話をする前段階、あいさつや返事も、好感度や信頼度を左右する重要な要素です。

朝一番、大きな声ではっきりと「おはようございます!」という人と、うつむきながら、口ごもって「おはよっス」というだけの人やロクにあいさつもしない人とでは、接する態度が変わって当然でしょう。

かといって、設計やプログラミングをしている人が集まった静まりかえった部屋のドアを開けて、いきなりの大声で「こんにちは!」といっても、自分の声がむなしく響くだけのときもあります。

その場にそぐわない「元気ぶり」に誰も反応できず、シラケた空気になることもありますから、これはこれで困ったものです。

TPO【Time(時間)、Place(場所)、Occasion(場合)】に合わせた適切なあいさつは、社会人の基本といってもいいのではないでしょうか。

返事もまた同じです。

上の空の相づちのように「心ここにあらず」ではいけませんし、「どんなときでも大きな声を出せばいい」的な返事もうまくありません。
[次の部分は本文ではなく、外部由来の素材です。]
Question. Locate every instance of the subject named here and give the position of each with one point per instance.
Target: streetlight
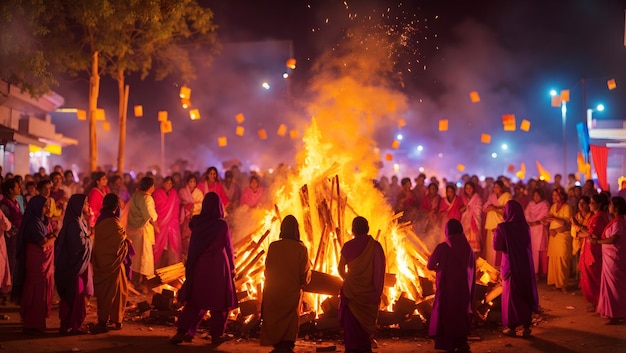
(599, 108)
(563, 103)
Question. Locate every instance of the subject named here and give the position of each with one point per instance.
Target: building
(27, 135)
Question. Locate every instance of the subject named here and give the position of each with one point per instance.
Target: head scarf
(289, 228)
(110, 207)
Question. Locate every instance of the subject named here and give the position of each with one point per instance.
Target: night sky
(511, 52)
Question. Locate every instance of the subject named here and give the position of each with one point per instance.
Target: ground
(564, 327)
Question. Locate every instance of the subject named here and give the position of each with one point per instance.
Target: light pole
(553, 93)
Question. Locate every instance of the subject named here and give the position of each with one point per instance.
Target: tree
(70, 36)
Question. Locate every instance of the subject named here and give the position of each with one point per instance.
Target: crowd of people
(98, 237)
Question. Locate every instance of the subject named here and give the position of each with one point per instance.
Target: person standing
(287, 270)
(494, 209)
(72, 255)
(519, 288)
(209, 273)
(142, 224)
(34, 278)
(590, 263)
(612, 299)
(110, 260)
(560, 243)
(454, 262)
(167, 241)
(362, 267)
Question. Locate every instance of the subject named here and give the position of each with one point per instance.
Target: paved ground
(564, 327)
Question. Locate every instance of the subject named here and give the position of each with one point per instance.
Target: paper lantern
(474, 97)
(443, 125)
(508, 121)
(185, 92)
(100, 115)
(543, 173)
(282, 130)
(565, 95)
(194, 114)
(138, 111)
(291, 64)
(166, 126)
(611, 84)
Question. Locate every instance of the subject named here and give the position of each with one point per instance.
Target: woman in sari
(560, 243)
(111, 264)
(34, 279)
(536, 211)
(519, 289)
(590, 264)
(167, 243)
(450, 206)
(212, 183)
(72, 254)
(453, 261)
(579, 222)
(472, 215)
(612, 299)
(191, 204)
(209, 272)
(287, 270)
(96, 195)
(494, 209)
上司から声をかけられたら、瞬時に状況を把握し、周りの人に迷惑でない範囲の大きな声で、はっきりと素早く返事をすること、です。

計算をしているときなど、手の放せない仕事をしているときは、すぐに返事をしてしまったら、中身が吹っ飛んでしまいますね。
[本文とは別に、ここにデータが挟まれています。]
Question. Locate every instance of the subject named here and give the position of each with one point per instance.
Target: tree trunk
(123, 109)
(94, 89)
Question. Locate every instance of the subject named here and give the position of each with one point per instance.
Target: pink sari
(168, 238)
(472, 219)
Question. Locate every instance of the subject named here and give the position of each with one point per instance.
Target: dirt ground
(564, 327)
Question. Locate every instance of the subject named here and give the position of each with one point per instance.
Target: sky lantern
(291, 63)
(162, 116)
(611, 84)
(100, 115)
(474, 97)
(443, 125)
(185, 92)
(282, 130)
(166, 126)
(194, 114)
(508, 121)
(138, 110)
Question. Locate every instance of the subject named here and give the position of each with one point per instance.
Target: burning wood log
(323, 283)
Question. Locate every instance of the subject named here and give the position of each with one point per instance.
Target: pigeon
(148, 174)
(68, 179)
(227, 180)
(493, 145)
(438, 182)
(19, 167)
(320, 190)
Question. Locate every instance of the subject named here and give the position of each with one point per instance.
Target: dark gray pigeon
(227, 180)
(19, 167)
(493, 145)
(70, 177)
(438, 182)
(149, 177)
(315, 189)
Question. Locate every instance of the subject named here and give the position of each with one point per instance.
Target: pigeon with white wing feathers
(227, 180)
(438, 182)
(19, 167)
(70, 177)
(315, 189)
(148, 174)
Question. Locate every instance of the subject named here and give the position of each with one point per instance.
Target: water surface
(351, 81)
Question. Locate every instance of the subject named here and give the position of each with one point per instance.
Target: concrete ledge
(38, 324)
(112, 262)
そんなときは、すぐには返事できませんが、そのときでも「はい、ちょっと待ってください」と、とりあえず言葉を発するといいでしょう。

そして、区切りがついたら、すぐに上司のところにかけつけすみません、どうしても手が放せなかったもので・・・」

と謝罪すれば、上司も何も不満には思わないものです

上司もまた部下に話しかけられたときは、できるだけしっかりと返事をしたいですね。

「部長!」と呼ばれているのに、すぐに返事をせず、何度か呼ばれて初めて、「ん?」としかめっ面でいうなんてのはもってのほかです。
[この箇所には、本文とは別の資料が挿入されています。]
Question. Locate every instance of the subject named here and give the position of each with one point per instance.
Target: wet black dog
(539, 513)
部下から声をかけられたとき、偉い自分が「はい」と返事をするのは、なんだか間尺に合わないと思っている人が多いようですが、案外、感じのいい返事が、好感度を上げているものなので、「はい」もいいものです。

もちろん、「おう、なんだ?」というようなフレンドリーな返事もいいでしょう。

面倒くさそうにではなく、「おお、どうした?」というように、前のめりで相手の話を聞いてやろうとする姿勢が好印象を与えます。

返事や相づちというちょっとしたことでも、相手に与える印象はかなり違ってきます。

職場や家庭は人生の多くを過ごすところです。

小さなことでも積み重なれば、人間性そのものを映し出すものとして見られてしまうのです。